Hitachi Data Systems and Sun have entered into an agreement for Sun to resell Hitachi’s high-end storage array and virtualisation platform, according to sources close to the agreement. Sun confirmed it has decided to stop selling its StorageTek 6920 network storage controller and that HDS will support the existing 6920 users.
Sun global communications spokesperson Michelle Parkinson said: “The agreement we've signed with HDS is to provide support services for existing Sun StorageTek 6920 customers. In the last year we reinforced our relationship with HDS by extending our contract around the Sun StorageTek 9900 series. The combined success of the 9900 series and our 6540 array has minimised space in Sun's portfolio for the 6920 and as such we've decided to stop selling the 6900 series.”
The Sun StorageTek 6920 Storage System and its storage virtualization capabilities were the result of Sun’s acquisition of Pirus Networks in 2002, in which Sun incorporated Pirus’ virtualization technology into its 6920 controller. It did not sell well and its discontinuance has long been rumored as has Sun selling off its storage division.
The Hitachi TagmaStore Universal Storage Platform (USP) is the company’s high-end storage offering, which competes with EMC’s Symmetrix DMX and IBM’s TotalStorage DS8000. Sun sells it as the StorageTek 9900 product. The TagmaStore Network Storage Controller (NSC) sits in front of heterogeneous storage devices and virtualizes the storage environment, which is what the 6920 was intended to achieve.

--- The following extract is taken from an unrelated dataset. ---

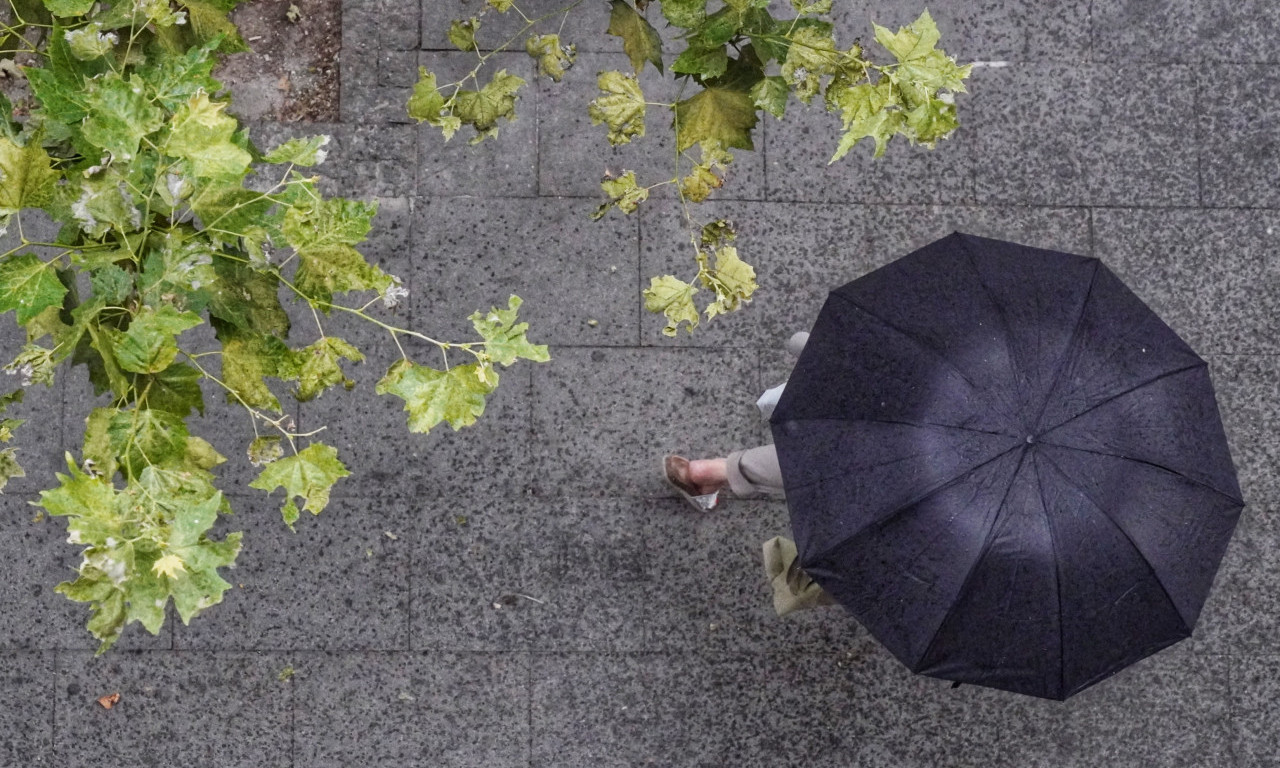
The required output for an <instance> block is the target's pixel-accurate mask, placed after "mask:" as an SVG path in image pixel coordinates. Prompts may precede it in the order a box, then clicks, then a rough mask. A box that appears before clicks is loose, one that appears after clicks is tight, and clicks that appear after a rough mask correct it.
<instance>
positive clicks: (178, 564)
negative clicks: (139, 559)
mask: <svg viewBox="0 0 1280 768" xmlns="http://www.w3.org/2000/svg"><path fill="white" fill-rule="evenodd" d="M186 570H187V568H186V566H183V563H182V558H180V557H177V556H173V554H166V556H164V557H161V558H160V559H157V561H156V562H155V563H154V564H152V566H151V571H152V572H155V575H156V576H168V577H169V579H177V577H178V573H182V572H184V571H186Z"/></svg>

The NSC is available from HDS as a separate device, the NSC55, for mid-range storage applications.
Greg Schulz, senior analyst with StorageIO, said that it made sense for Sun to use: "the HDS USP and NSC to address the gap between the higher-end HDS USP models resold by Sun and the LSI/Engenio mid-range models OEM'ed by Sun, not to mention addressing any need for storage system-based heterogeneous storage consolidation and virtualisation.”
HDS is spreading its storage wings. It recently arcquired archiving firm Archivas, and has invested in a partnership with high-end network-attached storage specialist BlueArc. It has recently introduced a 4-node clustered NAS product, using BlueArc technology, that offers more than 1 million IOPs and a 512TB namespace.